Ventos locais e variáveis

O vento local se desloca numa certa região em determinadas épocas. No Brasil, um bom exemplo de vento local é o Noroeste, massa de ar que, saindo do Amazonas, alcança o Estado de São Paulo entre agosto e outubro. No deserto do Saara, ocorre um vento extremamente forte conhecido como simum, que provoca enormes tempestades de areia. Já os ventos variáveis são massas de ar irregulares que varrem uma determinada área de maneira inesperada.

Ventos Perigosos

Ciclone: caracteriza-se por uma tempestade violenta que ocorre em regiões tropicais ou subtropicais, produzida por grandes massas de ar em alta velocidade de rotação. Os ventos de um ciclone podem superar 50km/h. Furacão: caracteriza-se por um vento circular forte, com velocidade igual ou superior a 108km/h. Os furacões são os ciclones que surgem no mar do Caribe (oceano Atlântico) ou nos EUA. Os ventos precisam ter mais de 119km/h para uma tempestade ser considerada um furacão. Giram no sentido horário (no hemisfério Sul) ou anti-horário (no hemisfério Norte) e medem de 200km a 400km de diâmetro. Sua curva se assemelha a uma parábola.

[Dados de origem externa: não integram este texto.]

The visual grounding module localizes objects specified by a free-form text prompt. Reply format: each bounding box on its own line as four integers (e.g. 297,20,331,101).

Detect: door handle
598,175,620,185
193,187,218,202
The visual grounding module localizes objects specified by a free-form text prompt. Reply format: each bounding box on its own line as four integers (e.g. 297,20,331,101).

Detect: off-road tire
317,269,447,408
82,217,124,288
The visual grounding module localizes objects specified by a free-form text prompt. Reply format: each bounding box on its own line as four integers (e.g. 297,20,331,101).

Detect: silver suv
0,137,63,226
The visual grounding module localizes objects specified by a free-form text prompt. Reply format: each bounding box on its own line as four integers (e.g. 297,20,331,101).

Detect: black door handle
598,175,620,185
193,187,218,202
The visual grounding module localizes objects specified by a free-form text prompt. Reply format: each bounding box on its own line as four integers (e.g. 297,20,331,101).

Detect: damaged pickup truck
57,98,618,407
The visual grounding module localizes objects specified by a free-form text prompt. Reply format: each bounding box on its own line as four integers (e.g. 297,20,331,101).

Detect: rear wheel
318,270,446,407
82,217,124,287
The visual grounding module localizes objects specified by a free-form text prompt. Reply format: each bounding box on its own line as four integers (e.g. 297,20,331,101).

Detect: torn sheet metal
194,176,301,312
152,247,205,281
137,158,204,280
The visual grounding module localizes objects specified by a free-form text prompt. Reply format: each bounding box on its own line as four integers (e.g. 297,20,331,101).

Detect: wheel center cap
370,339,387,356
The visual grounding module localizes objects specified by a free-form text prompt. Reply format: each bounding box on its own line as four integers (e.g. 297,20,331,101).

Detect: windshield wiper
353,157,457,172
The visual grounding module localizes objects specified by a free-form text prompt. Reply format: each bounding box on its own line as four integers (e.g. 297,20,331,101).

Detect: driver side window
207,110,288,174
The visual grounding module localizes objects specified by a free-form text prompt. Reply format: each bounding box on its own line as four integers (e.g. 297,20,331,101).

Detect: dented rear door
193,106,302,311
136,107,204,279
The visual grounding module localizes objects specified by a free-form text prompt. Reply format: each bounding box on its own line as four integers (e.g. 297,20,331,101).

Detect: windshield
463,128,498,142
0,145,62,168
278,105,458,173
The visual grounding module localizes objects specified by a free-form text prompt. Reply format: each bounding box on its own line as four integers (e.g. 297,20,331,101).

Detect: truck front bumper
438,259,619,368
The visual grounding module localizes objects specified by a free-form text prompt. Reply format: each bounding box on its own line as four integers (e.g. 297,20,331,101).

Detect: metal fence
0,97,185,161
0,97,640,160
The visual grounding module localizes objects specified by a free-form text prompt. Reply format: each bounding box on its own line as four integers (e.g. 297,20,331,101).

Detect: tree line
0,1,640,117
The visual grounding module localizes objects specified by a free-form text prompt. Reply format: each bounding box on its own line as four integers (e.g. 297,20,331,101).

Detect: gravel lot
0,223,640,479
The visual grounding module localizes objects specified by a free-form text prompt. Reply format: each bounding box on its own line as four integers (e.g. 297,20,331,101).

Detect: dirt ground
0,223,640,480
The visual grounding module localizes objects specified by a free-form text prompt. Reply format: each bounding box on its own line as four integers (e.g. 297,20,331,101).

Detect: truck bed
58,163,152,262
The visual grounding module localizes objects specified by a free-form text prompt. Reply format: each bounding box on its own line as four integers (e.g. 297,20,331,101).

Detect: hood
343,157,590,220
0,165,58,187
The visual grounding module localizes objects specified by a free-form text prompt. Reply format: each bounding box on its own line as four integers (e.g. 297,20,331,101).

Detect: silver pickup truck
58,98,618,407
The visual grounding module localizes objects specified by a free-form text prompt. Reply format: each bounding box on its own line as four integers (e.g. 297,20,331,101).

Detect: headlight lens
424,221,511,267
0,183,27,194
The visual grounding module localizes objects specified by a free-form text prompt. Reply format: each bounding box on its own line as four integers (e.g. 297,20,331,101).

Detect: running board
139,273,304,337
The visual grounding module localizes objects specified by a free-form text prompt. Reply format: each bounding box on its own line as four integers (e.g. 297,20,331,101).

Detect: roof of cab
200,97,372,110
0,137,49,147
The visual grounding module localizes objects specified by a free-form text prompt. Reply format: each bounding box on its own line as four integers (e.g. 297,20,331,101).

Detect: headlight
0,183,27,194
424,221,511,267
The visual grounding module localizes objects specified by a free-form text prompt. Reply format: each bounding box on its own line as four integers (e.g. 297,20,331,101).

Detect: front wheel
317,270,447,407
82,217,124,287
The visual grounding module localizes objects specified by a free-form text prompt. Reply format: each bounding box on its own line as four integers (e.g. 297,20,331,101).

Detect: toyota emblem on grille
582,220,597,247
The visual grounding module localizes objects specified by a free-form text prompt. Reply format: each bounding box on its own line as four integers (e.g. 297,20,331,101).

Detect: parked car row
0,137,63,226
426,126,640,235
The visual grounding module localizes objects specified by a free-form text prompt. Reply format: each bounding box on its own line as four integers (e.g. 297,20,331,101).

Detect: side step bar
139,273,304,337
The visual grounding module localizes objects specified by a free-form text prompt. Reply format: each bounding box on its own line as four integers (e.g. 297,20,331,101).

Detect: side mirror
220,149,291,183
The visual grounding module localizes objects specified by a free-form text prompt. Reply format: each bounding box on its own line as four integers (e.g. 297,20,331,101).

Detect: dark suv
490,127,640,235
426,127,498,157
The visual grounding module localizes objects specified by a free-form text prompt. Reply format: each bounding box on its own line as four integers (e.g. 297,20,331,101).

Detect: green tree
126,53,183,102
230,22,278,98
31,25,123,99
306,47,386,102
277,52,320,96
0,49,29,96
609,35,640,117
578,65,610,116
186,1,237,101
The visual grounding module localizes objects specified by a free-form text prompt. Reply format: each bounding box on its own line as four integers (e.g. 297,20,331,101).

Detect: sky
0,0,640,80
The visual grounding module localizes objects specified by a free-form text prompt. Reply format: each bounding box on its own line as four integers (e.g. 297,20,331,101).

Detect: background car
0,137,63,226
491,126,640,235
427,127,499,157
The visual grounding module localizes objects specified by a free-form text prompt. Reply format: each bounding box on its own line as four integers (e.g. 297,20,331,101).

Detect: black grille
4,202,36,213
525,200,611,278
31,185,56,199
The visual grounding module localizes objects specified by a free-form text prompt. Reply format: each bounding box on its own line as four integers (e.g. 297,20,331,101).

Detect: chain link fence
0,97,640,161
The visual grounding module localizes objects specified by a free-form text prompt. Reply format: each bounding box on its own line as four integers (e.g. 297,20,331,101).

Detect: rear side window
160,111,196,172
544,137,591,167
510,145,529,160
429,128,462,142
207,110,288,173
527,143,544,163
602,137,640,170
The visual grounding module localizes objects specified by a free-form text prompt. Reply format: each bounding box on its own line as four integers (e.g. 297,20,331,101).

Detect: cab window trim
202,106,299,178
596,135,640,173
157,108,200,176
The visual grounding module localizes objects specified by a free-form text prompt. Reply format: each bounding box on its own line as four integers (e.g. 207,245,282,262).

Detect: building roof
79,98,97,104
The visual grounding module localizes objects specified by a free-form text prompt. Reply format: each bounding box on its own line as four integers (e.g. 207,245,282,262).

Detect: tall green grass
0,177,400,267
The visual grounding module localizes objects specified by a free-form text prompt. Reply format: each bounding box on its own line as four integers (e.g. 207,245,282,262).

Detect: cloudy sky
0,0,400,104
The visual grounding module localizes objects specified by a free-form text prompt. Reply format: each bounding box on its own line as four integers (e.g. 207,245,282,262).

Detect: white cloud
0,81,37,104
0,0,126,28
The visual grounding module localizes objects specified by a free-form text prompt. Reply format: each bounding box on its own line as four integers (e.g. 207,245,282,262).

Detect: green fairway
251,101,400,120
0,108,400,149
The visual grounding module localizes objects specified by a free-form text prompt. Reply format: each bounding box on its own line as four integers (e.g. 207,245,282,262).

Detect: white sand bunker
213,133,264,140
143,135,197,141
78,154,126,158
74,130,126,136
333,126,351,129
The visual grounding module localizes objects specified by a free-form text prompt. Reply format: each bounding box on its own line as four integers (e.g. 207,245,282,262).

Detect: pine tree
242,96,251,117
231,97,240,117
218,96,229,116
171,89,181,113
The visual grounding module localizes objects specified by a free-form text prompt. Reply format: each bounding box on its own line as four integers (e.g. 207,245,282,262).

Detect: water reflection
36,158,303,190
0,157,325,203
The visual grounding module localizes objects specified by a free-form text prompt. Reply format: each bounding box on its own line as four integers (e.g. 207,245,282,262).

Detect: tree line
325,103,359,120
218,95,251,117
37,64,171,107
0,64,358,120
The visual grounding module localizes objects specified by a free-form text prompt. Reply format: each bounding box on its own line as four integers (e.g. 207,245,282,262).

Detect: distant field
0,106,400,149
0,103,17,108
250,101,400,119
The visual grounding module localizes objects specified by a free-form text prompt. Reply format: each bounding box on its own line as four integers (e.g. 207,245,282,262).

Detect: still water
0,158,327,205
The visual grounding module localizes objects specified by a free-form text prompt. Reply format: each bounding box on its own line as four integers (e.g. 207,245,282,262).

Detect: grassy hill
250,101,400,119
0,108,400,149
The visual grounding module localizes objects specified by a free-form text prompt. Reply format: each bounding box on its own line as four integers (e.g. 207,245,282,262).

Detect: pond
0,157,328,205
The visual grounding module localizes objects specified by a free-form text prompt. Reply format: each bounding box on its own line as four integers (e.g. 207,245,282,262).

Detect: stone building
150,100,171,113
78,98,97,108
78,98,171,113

Tufão: são ciclones formados no sul da Ásia e na parte ocidental do oceano Índico, entre julho e outubro. É o mesmo que furacão, só que na região equatorial do Oceano Pacífico. Os tufões surgem no mar da China e atingem o leste asiático. Tornado: é o mais forte dos fenômenos meteorológicos, menor e mais intenso que os demais tipos de ciclone. Com alto poder de destruição, atinge até 490km/h de velocidade no centro do cone. Produz fortes redemoinhos e eleva poeira. Forma-se entre 10 e 30 minutos e tem, no máximo, 10km de diâmetro. O tornado é menor e em geral mais breve do que o furacão, e ocorre em zonas temperadas do Hemisfério Norte. Vendaval: vento forte com um grande poder de destruição, que chega a atingir até 150km/h. Ocorre geralmente de madrugada e sua duração pode ser de até cinco horas. Willy-willy: nome que os ciclones recebem na Austrália e demais países do sul da Oceania.